Most of the time, jobs may also be required to perform "catch up" so that transactions that were accumulated during the "failure window" can be applied to the target systems as quickly as possible.
To this end, Teradata PT provides some unique features that allow you to speed up the recovery process without resorting to changing job scripts after a job failure. These features include:
- Making all jobs checkpoint restartable by default.
- Archiving transactional data in a readily-loaded format concurrently with the loading of such transactions into target tables using the Duplicate APPLY feature, which allows the same data to go into different targets.
- Defining a single script language for all operators, which not only results in common approaches for defining operators, but also allows substantial reusability of metadata and operators.
- Supporting unlimited variable substitution using a job variables file so that changeable and common job parameters, called “attributes,” can be isolated in a single place for value assignments.
- Having complete independence between the producer operator (for data extraction) and the consumer operator (for data loading) in a job substantially simplifies the process of "switching export/load protocols". In other words, changing either the producer operator or the consumer operator in a job would not impact the other.
To take advantage of the above features for restartabilty, some best practices for designing and implementing job scripts are necessary. The best practices presented below speak to reusability and manageability of job scripts, the flexibility of building and enhancing them to deal with ever increasing data volumes and changes in execution environments, and restartability after job failures. These practices can also be regarded as standard guidelines in building data warehousing processes.

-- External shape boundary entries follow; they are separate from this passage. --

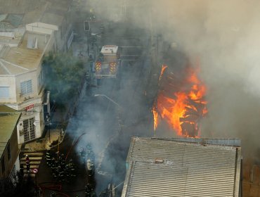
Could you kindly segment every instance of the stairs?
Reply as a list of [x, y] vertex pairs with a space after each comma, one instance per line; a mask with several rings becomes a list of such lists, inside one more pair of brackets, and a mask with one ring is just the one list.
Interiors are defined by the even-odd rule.
[[[26, 155], [28, 155], [30, 159], [30, 173], [27, 172], [25, 158]], [[43, 152], [22, 152], [20, 155], [20, 164], [23, 166], [24, 176], [27, 177], [30, 174], [32, 177], [35, 177], [35, 174], [32, 172], [33, 169], [37, 169], [39, 171], [39, 167], [41, 164], [42, 157], [44, 156]]]

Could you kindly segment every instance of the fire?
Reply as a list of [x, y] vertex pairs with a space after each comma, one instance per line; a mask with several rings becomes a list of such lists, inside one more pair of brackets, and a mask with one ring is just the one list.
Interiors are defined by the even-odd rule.
[[156, 105], [155, 105], [155, 102], [153, 105], [153, 107], [152, 107], [152, 114], [153, 114], [153, 129], [155, 131], [157, 127], [158, 127], [158, 124], [159, 124], [159, 115], [158, 115], [158, 113], [156, 110]]
[[[162, 65], [160, 80], [167, 68], [167, 65]], [[207, 101], [204, 99], [206, 87], [197, 77], [197, 69], [190, 68], [184, 83], [182, 83], [185, 86], [169, 93], [159, 92], [152, 108], [155, 129], [161, 117], [178, 136], [198, 137], [200, 135], [199, 121], [207, 113]], [[174, 77], [168, 76], [168, 79], [174, 80]]]

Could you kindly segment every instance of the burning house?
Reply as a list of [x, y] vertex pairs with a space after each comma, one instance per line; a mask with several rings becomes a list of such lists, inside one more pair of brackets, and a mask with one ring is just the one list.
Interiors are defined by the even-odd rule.
[[162, 65], [152, 110], [154, 129], [166, 122], [176, 136], [196, 138], [201, 135], [200, 122], [207, 114], [207, 87], [199, 77], [198, 58], [182, 58]]
[[238, 139], [131, 139], [122, 197], [241, 196]]

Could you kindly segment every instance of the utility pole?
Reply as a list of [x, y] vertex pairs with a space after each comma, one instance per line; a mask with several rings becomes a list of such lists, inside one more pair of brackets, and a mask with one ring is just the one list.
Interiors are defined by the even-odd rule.
[[46, 122], [47, 122], [47, 128], [48, 128], [48, 141], [51, 143], [51, 129], [50, 129], [51, 115], [48, 113], [46, 115]]

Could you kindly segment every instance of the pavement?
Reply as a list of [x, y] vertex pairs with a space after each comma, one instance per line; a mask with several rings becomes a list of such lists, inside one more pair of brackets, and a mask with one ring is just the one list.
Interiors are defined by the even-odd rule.
[[50, 132], [45, 133], [43, 138], [25, 144], [23, 149], [30, 152], [38, 152], [53, 148], [63, 142], [65, 135], [65, 132], [62, 129], [50, 129]]

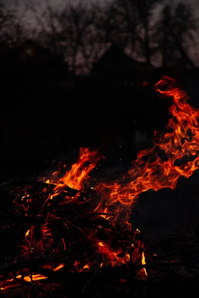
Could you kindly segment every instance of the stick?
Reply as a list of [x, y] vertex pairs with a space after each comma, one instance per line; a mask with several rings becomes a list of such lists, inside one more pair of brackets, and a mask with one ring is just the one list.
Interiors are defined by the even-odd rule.
[[84, 287], [83, 289], [82, 289], [82, 292], [81, 292], [81, 294], [83, 294], [85, 293], [85, 291], [86, 290], [86, 289], [88, 288], [88, 286], [90, 284], [91, 282], [94, 278], [94, 277], [95, 277], [95, 276], [97, 274], [98, 274], [98, 272], [100, 271], [100, 264], [99, 265], [98, 267], [97, 268], [97, 269], [95, 271], [95, 272], [93, 274], [93, 275], [90, 277], [90, 278], [88, 281], [87, 283], [86, 284], [85, 286]]

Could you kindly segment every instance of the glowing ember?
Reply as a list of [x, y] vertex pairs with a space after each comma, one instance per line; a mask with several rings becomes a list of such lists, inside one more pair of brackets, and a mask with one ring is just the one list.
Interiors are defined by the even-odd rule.
[[[160, 90], [165, 86], [166, 90]], [[176, 86], [174, 80], [164, 76], [155, 87], [161, 94], [173, 99], [168, 125], [172, 131], [160, 136], [155, 132], [154, 147], [138, 152], [126, 177], [111, 184], [102, 182], [97, 186], [98, 191], [104, 194], [104, 198], [96, 211], [105, 210], [108, 213], [114, 210], [118, 216], [110, 218], [112, 221], [118, 220], [121, 213], [124, 212], [127, 215], [122, 223], [127, 224], [130, 208], [140, 194], [149, 189], [174, 189], [181, 176], [188, 178], [199, 167], [199, 110], [187, 103], [187, 94]], [[159, 156], [158, 149], [164, 152], [166, 160]], [[195, 157], [194, 160], [177, 165], [176, 161], [186, 155]]]
[[[163, 86], [167, 87], [164, 91], [161, 90]], [[18, 217], [25, 218], [21, 226], [19, 256], [28, 265], [23, 273], [13, 270], [15, 277], [14, 274], [8, 275], [7, 279], [0, 281], [1, 290], [20, 286], [22, 282], [32, 286], [33, 282], [49, 278], [46, 274], [48, 270], [55, 275], [62, 268], [61, 272], [67, 268], [70, 272], [87, 272], [96, 268], [102, 270], [105, 266], [146, 264], [141, 232], [137, 229], [133, 233], [128, 223], [132, 204], [140, 194], [149, 189], [173, 189], [181, 176], [188, 178], [199, 167], [199, 110], [187, 103], [187, 94], [176, 86], [173, 79], [163, 77], [155, 87], [161, 95], [173, 100], [169, 109], [169, 132], [159, 135], [155, 132], [154, 146], [138, 152], [126, 177], [111, 184], [102, 181], [96, 185], [101, 199], [95, 209], [81, 192], [100, 157], [98, 150], [89, 149], [80, 149], [77, 162], [62, 178], [59, 170], [50, 178], [44, 178], [45, 187], [43, 183], [41, 191], [30, 186], [23, 188], [22, 193], [18, 192], [14, 200], [15, 213], [20, 216]], [[167, 158], [161, 158], [158, 150], [164, 151]], [[193, 160], [177, 164], [185, 155]], [[20, 230], [16, 229], [13, 234]], [[2, 231], [10, 229], [5, 221]], [[72, 252], [69, 262], [66, 253], [72, 251], [75, 245], [82, 250], [77, 258]], [[47, 264], [43, 262], [43, 256], [47, 257]], [[30, 261], [31, 259], [38, 261], [39, 258], [42, 264], [38, 268], [44, 275], [35, 272], [31, 274]], [[141, 271], [147, 275], [145, 269]]]

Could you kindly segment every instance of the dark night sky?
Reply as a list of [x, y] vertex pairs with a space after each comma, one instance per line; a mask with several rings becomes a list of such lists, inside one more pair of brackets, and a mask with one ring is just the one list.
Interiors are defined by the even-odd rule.
[[[10, 3], [13, 3], [13, 0], [7, 0], [8, 1], [10, 1]], [[40, 2], [40, 0], [31, 0], [33, 2], [35, 2], [35, 3], [36, 2]], [[79, 2], [79, 1], [80, 1], [81, 0], [49, 0], [50, 2], [50, 3], [51, 3], [52, 5], [53, 6], [59, 6], [60, 5], [60, 7], [61, 7], [62, 4], [63, 4], [63, 3], [66, 4], [66, 3], [67, 3], [67, 2], [69, 2], [71, 3], [71, 4], [72, 4], [73, 3], [78, 3], [78, 2]], [[87, 1], [87, 0], [85, 0], [86, 1]], [[98, 2], [98, 3], [100, 3], [102, 4], [103, 3], [105, 3], [105, 2], [111, 2], [112, 0], [87, 0], [87, 1], [88, 3], [91, 3], [91, 2]], [[142, 0], [140, 0], [140, 1], [141, 1]], [[19, 2], [20, 2], [20, 7], [21, 8], [21, 11], [23, 11], [23, 8], [24, 6], [24, 3], [25, 3], [25, 2], [26, 1], [28, 1], [28, 0], [19, 0]], [[165, 0], [164, 2], [165, 3], [169, 3], [169, 2], [172, 2], [174, 3], [177, 3], [181, 1], [181, 0]], [[199, 18], [199, 0], [181, 0], [182, 2], [184, 2], [185, 3], [188, 3], [188, 4], [190, 4], [190, 5], [192, 5], [193, 9], [194, 9], [194, 12], [195, 13], [195, 15], [196, 17], [197, 18]], [[41, 1], [41, 2], [42, 3], [43, 2], [43, 1]], [[45, 0], [44, 0], [43, 2], [45, 3]], [[45, 5], [43, 5], [44, 7], [45, 7]], [[158, 8], [158, 8], [155, 10], [154, 11], [154, 17], [156, 18], [156, 16], [158, 16], [158, 13], [159, 12], [159, 9], [161, 7], [161, 6], [160, 6], [160, 5], [159, 5], [159, 8]], [[37, 10], [38, 11], [38, 10]], [[27, 17], [26, 17], [26, 21], [27, 21], [28, 23], [29, 23], [29, 24], [30, 24], [32, 26], [33, 26], [33, 27], [34, 27], [35, 26], [35, 25], [36, 24], [36, 22], [34, 20], [34, 17], [33, 17], [33, 15], [32, 13], [29, 13], [27, 15], [26, 15]], [[196, 39], [196, 44], [197, 45], [196, 45], [196, 46], [194, 47], [194, 48], [192, 48], [192, 47], [189, 47], [189, 44], [187, 45], [187, 47], [189, 48], [188, 50], [188, 52], [189, 55], [190, 55], [190, 56], [192, 57], [192, 59], [193, 59], [193, 60], [194, 61], [195, 64], [196, 65], [199, 65], [199, 42], [198, 41], [198, 38], [197, 38]]]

- Always use a job name to execute a job.
- Use job variable files to capture changeable and common parameters such as user ID, password, file names, source or archive directory names, the number of producer and consumer instances, and so on.
- Run with backup or archive using the Duplicate APPLY feature so that each APPLY statement can send the same data to a different target.
- Define checkpoint frequency to control load granularity in case of failure. The smaller the frequency, the less time to recover a job, but more time to take checkpoints.
- Switch the load protocol (for example, Stream to Update) for purposes of catch up after a system failure.
- Always execute a job with the job variables file so that parameters are defined in one place instead of being distributed across job scripts.